While working with an Android application where I have observed that the Unicode are the part of API response as:

{
"msg_txt":"Laurent Ruquier et l'\\u00e9quipe"
}

On the Android side, I have a simple TextView where I have to show the actual text by converting a Unicode into text.

Solution

Since you have the unicode characters in the response already you will need to parse it. I am not a friend of reinventing the wheel so you would usually use something like the apache commons unescapeJava. If you decide to add it to your gradle build as a dependency make sure to correctly configure your R8 shrinking (see here), otherwise you will add a gigantic amount of methods and classes to your release builds. This can also slow down debug builds considerably so beware.

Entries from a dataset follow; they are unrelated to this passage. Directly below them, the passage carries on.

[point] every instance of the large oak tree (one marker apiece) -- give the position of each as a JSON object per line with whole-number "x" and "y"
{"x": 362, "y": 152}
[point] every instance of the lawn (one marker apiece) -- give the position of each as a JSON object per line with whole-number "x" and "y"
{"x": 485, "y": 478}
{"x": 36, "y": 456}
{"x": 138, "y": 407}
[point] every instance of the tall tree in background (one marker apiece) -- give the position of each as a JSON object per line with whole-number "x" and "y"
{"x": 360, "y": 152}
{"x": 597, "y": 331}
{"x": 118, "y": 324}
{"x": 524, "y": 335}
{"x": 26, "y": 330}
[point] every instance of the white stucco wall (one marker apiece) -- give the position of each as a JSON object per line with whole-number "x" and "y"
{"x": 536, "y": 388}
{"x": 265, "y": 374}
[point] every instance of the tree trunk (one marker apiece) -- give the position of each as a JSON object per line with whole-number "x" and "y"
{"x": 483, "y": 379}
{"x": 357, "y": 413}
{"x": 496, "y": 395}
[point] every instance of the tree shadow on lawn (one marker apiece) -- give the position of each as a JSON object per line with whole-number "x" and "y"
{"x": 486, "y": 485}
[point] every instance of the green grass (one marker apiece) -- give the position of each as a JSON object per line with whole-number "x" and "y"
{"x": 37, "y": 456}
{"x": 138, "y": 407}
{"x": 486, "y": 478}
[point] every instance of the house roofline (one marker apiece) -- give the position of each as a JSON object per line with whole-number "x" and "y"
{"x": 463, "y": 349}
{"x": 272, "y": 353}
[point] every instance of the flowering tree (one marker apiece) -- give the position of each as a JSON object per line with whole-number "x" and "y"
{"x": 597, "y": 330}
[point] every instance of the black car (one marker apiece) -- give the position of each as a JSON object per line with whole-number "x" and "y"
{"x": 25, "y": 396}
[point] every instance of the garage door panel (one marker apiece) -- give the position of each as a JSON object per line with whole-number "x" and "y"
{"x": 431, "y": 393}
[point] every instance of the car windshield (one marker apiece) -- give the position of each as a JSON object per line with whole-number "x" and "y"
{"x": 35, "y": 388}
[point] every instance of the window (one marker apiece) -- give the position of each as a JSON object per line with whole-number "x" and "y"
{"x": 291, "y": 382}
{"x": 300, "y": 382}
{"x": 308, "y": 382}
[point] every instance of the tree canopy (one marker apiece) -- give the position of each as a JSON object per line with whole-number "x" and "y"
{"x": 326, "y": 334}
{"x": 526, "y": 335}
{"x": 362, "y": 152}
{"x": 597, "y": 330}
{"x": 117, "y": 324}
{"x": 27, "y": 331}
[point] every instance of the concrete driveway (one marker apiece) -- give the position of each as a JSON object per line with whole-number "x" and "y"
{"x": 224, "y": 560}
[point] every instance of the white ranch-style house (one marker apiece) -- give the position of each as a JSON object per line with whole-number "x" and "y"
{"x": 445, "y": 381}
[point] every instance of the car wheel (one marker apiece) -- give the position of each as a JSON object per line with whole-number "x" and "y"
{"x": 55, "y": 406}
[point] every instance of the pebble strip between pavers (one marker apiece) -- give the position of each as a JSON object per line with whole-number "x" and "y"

While the method above does actually even more than just replace escaped unicode chars, if you just need this feature and don't want to add the apache dependency for just this code we can take a look at their implementation here and here. I have extracted the relevant part and converted it to Kotlin just for fun:

val inputString = "Laurent Ruquier et l'\\u00e9quipe"
val unescaped = translate(inputString)


//this is the main method that does the actual conversion on a character
// by character basis.
fun translate(input: CharSequence, index: Int, out: Writer): Int {
    if (input[index] == '\\' && index + 1 < input.length && input[index + 1] == 'u') {
        // consume optional additional 'u' chars
        var i = 2
        while (index + i < input.length && input[index + i] == 'u') {
            i++
        }
        if (index + i < input.length && input[index + i] == '+') {
            i++
        }
        if (index + i + 4 <= input.length) {
            // Get 4 hex digits
            val unicode = input.subSequence(index + i, index + i + 4)
            try {
                val value = unicode.toString().toInt(16)
                out.write(value)
            } catch (nfe: NumberFormatException) {
                throw IllegalArgumentException("Unable to parse unicode value: $unicode", nfe)
            }
            return i + 4
        }
        throw IllegalArgumentException(
            "Less than 4 hex digits in unicode value: '"
                    + input.subSequence(index, input.length)
                    + "' due to end of CharSequence"
        )
    }
    return 0
}

//helper method for working directly with strings
fun translate(input: CharSequence): String {
    val writer = StringWriter(input.length * 2)
    translate(input, writer)
    return writer.toString()
}

// this goes through the actual char sequence and passes every
// single char to the unicode transformer and swallows consumed chars 
fun translate(input: CharSequence, out: Writer) {
    var pos = 0
    val len = input.length
    while (pos < len) {
        val consumed = translate(input, pos, out)
        if (consumed == 0) {
            // inlined implementation of Character.toChars(Character.codePointAt(input, pos))
            // avoids allocating temp char arrays and duplicate checks
            val c1 = input[pos]
            out.write(c1.toInt())
            pos++
            if (Character.isHighSurrogate(c1) && pos < len) {
                val c2 = input[pos]
                if (Character.isLowSurrogate(c2)) {
                    out.write(c2.toInt())
                    pos++
                }
            }
            continue
        }
        // contract with translators is that they have to understand codepoints
        // and they just took care of a surrogate pair
        for (pt in 0 until consumed) {
            pos += Character.charCount(Character.codePointAt(input, pos))
        }
    }
}

Note this is really bare bones and might need to be adjusted a bit for actual production use. If e.g. your input will have both of the backslashes in there (like val inputString = "Laurent Ruquier et l'\\\\u00e9quipe") you will need to modify the method a bit.